A development organisation needs to deliver investments where the Lead Time and Weighted Lead Time are within agreed thresholds. Limiting the lead time also limits the financial value of inventory in the development organisation that is not delivering value to customers. An organisation may limit both the lead time (or weighted lead time) and/or the financial value of inventory (See CFD below).
This leads to a new way of looking at the RAG status:
- RED – The investment is over the lead time (weighted lead time) limit.
- RED (Trending) – The investment is expected to breach the lead time (weighted lead time) limit.
- AMBER (Trending) – The investment might* breach the lead time (weighted lead time) limit.
- GREEN (Trending) – The investment is not expected to breach the lead time (weighted lead time) limit.
Organisations in transition often struggle to make lead time targets. It is possible that the organisation might allow longer lead times provided software is delivered into a pseudo production environment, and that there is a commitment from executives across the entire value stream to achieve the target lead time within an agreed time period.
* As indicated by a tool such as Troy Magennis’s Monte Carlo Simulation.
June 12th, 2016 at 4:52 pm
Chris, thanks for sharing. This ideas seems like a good way to place focus on satisfying stakeholder’s needs early and often.
Any insight on how to determine what an appropriate Lead Time target would be for various contexts? (I assume there isn’t one target that applies across the board.

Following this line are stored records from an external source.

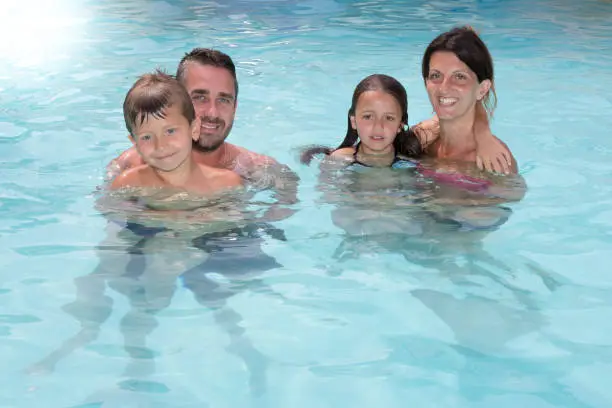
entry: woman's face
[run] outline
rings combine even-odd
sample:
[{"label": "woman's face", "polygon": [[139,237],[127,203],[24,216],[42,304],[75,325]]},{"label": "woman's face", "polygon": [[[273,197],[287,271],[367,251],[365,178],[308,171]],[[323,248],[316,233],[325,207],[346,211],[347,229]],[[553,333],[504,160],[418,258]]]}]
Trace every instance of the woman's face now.
[{"label": "woman's face", "polygon": [[476,74],[454,53],[437,51],[429,60],[425,86],[440,120],[453,120],[473,114],[476,103],[489,91],[491,81],[479,83]]}]

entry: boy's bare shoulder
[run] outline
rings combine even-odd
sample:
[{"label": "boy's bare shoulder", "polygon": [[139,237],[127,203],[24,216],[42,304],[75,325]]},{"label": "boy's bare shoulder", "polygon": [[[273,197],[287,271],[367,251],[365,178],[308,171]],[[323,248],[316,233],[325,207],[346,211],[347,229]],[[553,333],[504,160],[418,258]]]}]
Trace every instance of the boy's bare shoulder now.
[{"label": "boy's bare shoulder", "polygon": [[242,177],[231,170],[226,170],[227,173],[223,174],[223,183],[230,187],[239,187],[244,185]]},{"label": "boy's bare shoulder", "polygon": [[144,163],[140,153],[138,153],[134,146],[121,153],[117,159],[126,163],[128,167],[136,167]]},{"label": "boy's bare shoulder", "polygon": [[150,182],[153,176],[153,170],[146,165],[141,164],[136,167],[129,168],[119,174],[113,180],[111,189],[118,189],[122,187],[144,187]]},{"label": "boy's bare shoulder", "polygon": [[108,163],[106,166],[107,176],[109,179],[112,179],[128,169],[142,164],[144,164],[142,157],[140,157],[136,148],[132,146]]},{"label": "boy's bare shoulder", "polygon": [[231,170],[215,169],[215,178],[227,186],[241,186],[243,184],[242,177]]},{"label": "boy's bare shoulder", "polygon": [[206,166],[204,164],[199,164],[198,166],[204,177],[215,186],[234,187],[243,185],[242,177],[231,170]]}]

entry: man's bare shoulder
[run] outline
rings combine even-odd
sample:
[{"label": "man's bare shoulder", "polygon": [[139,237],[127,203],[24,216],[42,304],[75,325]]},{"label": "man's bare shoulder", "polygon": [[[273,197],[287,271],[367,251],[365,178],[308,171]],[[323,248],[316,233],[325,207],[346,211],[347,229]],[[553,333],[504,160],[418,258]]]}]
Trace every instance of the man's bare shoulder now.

June 12th, 2016 at 6:03 pm
I suggest that every project should have the same constraint for lead time and weighted lead time. However, depending on where they start from, they may be given longer to achieve that target. They should demonstrate improvement of lead time and weighted lead time over time and be able to extrapolate that they will hit the target within the agreed timescale. The constraint is to determine that the project risk management is good enough to drop onerous waterfall SDLC deliverables. Obviously products need to reduce lead time well below one month if they want to survive in competitive markets.
June 28th, 2016 at 9:23 am
Chris Matts! This is genius. I am back at ThoughtWorks, and I am applying this today (!) for my client, and they will be impressed. I will of course credit you. Thank you!